Why You Should Evaluate LLM Applications

Large Language Models (LLMs) have unique characteristics: they’re stochastic and their outputs are hard to predict. For instance, if you’re building an app for text editing, changing the prompt can significantly alter the model’s output. How much it changes and whether it improves are questions that require evaluation.

The fastest way to develop LLM applications is through iterative experimentation with a tight feedback loop. You should make small changes to your application, evaluate the results, and repeat. This process allows you to quickly find the best parameters for your application. For this you will need a test set.

Creating a Test Set

A test set comprises a collection of inputs and, optionally, the expected outputs for an LLM application. Having a test set enables you to consistently evaluate and compare different application versions. In Agenta, you can create a test set by:

  • Uploading a CSV file
  • Using the API
  • Using the UI
  • Using the Playground

Typically, the Playground is a useful tool for quickly adding promising or interesting test cases to your test set.

Human Feedback

The most reliable evaluation comes from human annotators. In Agenta, this can be done through the “A/B testing” evaluation type, where annotators compare the outputs from two different LLM application variants to determine the better one.

Methods to Automatically Evaluate LLM Applications

Evaluating an LLM application depends on the type of task it performs. Metrics can differ based on whether the task has a single correct answer, allows for variations, or has multiple correct solutions.

Classification Metrics

For tasks like classification, sentiment analysis, and named entity recognition, where there is only one correct answer, use classification metrics like accuracy. In Agenta, the “Exact Match” evaluation type compares each output to the correct answer. The percentage of correct answers indicates the model’s accuracy.

Similarity Metrics

For tasks that allow some variance in the correct answer, use similarity metrics. In Agenta, this is known as “Similarity Match.” For example, if the task is to extract citations from text, slight differences in the citation’s length are usually acceptable.

Formatting Checks

If your application needs to produce outputs in a specific format, such as JSON, you can use regular expressions for format verification. Agenta’s “Regex Test” evaluation type allows for this.

AI Critic Evaluation

For tasks like text generation or complex question-answering, where multiple answers may be correct, you can employ an AI critic for evaluation.

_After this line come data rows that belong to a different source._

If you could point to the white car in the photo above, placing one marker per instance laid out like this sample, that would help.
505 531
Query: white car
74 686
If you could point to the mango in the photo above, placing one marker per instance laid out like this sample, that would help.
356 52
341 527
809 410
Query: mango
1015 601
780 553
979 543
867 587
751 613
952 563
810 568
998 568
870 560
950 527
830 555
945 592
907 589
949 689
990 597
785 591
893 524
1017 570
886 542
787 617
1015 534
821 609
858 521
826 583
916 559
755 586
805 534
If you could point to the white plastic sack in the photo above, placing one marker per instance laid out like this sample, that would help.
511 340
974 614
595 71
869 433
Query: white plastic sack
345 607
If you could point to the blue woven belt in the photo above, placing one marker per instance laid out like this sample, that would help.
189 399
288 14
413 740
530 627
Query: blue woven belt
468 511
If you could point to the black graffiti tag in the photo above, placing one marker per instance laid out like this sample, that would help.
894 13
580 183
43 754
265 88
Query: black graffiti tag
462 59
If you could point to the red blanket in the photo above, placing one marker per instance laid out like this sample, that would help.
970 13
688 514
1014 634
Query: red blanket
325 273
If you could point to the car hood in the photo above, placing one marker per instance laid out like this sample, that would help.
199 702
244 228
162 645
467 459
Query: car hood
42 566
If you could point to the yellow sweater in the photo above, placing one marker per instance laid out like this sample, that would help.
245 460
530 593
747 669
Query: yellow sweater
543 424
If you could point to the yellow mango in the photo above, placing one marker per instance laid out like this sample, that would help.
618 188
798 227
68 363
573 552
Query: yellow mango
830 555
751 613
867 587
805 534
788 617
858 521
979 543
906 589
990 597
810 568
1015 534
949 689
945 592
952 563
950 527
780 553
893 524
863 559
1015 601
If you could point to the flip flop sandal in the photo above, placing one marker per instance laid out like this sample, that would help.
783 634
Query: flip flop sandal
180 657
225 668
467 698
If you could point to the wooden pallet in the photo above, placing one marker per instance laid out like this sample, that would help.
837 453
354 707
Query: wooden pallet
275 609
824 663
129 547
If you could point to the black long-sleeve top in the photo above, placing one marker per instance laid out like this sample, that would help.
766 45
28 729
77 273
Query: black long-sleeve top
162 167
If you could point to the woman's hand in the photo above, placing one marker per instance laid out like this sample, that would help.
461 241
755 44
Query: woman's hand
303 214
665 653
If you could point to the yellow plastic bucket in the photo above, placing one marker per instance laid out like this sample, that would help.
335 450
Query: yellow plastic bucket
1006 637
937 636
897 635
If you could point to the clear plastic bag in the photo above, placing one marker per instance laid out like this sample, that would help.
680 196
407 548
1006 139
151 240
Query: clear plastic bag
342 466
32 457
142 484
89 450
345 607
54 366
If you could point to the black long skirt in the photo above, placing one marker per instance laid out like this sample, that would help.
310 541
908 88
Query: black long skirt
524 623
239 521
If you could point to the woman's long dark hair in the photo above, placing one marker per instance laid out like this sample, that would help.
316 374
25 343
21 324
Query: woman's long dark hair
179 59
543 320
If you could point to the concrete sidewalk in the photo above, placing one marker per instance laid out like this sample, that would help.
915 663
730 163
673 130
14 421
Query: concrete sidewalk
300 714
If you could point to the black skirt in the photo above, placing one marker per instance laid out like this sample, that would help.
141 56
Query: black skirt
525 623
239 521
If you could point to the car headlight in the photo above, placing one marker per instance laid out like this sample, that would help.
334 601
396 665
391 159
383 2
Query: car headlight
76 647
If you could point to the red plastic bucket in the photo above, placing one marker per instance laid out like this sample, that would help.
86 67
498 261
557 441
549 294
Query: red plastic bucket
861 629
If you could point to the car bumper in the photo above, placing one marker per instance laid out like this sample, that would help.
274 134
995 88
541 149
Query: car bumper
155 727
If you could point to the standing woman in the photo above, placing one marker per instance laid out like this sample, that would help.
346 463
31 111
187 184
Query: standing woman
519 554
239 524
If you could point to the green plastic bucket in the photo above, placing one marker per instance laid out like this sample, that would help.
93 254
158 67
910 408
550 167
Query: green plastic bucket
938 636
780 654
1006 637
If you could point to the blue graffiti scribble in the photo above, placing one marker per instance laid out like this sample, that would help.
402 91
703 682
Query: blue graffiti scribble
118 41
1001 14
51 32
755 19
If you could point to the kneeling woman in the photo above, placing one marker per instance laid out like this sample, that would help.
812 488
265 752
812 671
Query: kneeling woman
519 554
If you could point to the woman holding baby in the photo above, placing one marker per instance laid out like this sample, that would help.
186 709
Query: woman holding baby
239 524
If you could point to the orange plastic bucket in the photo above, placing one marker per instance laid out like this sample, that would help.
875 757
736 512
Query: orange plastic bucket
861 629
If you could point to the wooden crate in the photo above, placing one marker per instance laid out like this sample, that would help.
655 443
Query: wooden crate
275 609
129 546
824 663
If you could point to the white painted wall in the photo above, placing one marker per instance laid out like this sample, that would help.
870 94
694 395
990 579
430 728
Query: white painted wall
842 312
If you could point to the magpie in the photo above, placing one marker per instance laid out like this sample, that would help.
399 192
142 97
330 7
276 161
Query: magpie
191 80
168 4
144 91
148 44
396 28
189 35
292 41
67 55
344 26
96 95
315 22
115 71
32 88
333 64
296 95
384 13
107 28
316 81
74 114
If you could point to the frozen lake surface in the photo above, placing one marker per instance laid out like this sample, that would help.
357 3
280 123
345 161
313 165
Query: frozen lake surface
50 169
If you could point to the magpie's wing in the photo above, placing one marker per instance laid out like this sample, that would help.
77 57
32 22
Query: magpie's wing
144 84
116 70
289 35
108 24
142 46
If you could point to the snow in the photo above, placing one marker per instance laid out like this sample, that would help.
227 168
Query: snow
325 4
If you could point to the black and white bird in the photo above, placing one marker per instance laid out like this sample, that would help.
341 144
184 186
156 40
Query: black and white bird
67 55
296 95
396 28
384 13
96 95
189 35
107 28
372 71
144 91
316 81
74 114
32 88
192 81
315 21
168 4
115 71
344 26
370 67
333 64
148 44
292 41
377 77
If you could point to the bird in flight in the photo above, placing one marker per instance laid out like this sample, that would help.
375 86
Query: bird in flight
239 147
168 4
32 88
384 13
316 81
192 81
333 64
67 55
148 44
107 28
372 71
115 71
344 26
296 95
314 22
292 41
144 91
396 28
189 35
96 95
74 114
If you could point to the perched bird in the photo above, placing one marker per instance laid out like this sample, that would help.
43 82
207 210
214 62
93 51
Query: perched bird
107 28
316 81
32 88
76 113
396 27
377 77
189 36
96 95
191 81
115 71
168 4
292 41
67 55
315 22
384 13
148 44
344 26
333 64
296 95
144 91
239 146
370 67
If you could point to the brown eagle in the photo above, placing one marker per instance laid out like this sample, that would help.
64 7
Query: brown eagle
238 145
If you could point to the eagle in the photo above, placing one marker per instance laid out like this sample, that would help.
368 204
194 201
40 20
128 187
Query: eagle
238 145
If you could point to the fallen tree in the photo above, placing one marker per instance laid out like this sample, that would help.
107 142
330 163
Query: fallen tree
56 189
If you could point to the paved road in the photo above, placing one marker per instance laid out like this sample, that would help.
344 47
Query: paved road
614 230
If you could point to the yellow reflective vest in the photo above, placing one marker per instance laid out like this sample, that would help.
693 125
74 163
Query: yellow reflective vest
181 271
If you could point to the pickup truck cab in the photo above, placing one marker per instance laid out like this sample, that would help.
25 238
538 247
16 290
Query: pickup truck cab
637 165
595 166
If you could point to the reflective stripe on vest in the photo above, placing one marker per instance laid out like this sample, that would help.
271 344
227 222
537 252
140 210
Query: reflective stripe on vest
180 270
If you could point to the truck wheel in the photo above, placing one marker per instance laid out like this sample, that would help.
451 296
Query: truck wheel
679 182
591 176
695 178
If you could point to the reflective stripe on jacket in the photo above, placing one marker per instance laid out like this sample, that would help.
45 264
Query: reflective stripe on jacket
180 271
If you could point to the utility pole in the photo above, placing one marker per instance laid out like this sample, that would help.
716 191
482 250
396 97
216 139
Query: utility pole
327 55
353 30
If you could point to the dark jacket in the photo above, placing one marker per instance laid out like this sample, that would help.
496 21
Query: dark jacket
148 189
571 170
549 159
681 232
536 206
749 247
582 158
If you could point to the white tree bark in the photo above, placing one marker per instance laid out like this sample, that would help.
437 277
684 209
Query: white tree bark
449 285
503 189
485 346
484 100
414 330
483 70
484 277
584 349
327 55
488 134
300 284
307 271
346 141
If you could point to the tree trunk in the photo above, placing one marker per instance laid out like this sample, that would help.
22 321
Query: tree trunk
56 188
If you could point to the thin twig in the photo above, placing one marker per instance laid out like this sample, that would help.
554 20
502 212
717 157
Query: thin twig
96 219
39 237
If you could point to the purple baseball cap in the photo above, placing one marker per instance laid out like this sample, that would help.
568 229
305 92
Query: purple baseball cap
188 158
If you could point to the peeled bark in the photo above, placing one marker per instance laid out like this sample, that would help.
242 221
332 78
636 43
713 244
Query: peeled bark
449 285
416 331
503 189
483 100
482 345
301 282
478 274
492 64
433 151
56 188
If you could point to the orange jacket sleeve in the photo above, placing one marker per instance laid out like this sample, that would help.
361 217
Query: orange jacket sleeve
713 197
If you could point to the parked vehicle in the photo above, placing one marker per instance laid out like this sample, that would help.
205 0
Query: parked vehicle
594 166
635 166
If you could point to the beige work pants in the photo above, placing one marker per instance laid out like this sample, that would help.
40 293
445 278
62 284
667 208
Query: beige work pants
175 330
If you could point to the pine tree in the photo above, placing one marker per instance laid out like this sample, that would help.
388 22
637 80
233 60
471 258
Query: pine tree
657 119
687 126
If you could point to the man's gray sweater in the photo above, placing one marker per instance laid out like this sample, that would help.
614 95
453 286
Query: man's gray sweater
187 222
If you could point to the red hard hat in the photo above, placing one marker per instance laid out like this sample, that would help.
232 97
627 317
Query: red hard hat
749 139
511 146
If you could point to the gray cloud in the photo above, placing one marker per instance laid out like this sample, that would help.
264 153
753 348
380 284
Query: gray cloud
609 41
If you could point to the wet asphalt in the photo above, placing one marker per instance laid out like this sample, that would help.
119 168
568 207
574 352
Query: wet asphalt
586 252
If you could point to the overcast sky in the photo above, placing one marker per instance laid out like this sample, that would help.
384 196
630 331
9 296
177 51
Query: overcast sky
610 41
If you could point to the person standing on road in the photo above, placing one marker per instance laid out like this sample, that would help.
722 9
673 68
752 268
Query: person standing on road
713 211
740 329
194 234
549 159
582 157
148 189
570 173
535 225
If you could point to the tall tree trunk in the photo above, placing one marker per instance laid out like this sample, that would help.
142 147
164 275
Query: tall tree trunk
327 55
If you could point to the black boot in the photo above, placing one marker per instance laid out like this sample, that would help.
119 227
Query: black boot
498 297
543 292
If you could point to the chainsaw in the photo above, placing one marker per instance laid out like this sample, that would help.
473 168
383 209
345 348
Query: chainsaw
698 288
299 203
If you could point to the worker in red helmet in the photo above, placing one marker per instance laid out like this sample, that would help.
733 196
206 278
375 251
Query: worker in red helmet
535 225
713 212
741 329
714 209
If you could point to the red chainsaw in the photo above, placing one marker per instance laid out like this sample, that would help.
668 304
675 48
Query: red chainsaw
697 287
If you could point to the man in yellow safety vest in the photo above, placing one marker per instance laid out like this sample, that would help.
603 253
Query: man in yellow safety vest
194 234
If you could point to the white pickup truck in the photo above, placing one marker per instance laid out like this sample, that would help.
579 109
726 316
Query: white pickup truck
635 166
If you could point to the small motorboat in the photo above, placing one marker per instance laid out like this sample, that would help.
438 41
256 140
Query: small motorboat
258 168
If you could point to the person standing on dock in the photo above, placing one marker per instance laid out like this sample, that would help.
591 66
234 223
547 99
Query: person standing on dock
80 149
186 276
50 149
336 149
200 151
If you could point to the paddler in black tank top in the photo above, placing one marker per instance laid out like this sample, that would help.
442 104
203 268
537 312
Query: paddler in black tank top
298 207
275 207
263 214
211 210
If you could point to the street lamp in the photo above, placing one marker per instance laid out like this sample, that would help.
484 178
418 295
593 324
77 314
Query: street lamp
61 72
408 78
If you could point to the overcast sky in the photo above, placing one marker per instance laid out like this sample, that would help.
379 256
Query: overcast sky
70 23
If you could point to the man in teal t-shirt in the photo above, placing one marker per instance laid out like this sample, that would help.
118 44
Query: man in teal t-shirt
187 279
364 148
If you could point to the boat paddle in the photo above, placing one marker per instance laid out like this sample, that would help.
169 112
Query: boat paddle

This is essentially using another LLM to evaluate your application’s output.

The default prompt in Agenta for this is:

Evaluation strategy: 0 to 10 (where 0 is very bad and 10 is very good).
Prompt: {llm_app_prompt_template}
Inputs: country: {country}
Correct Answer: {correct_answer}
Evaluate this: {app_variant_output}
Answer ONLY with one of the given grading or evaluation options.

Custom Evaluations

If Agenta’s built-in evaluations don’t meet your needs, you can implement custom evaluations using “Webhook Evaluation” or “Code Evaluation.” For webhooks, the POST request will contain a JSON payload with input variables, output, and the correct answer. Your server should return a score between 0 and 1.

For code-based evaluations, implement a function called evaluate that takes the following parameters:

  • Variant parameters (prompt, etc.) as a Dict[str, str]
  • A list of inputs as List[str]
  • The LLM app’s output as a string
  • The correct answer as a string

The function should return a float value indicating the evaluation score.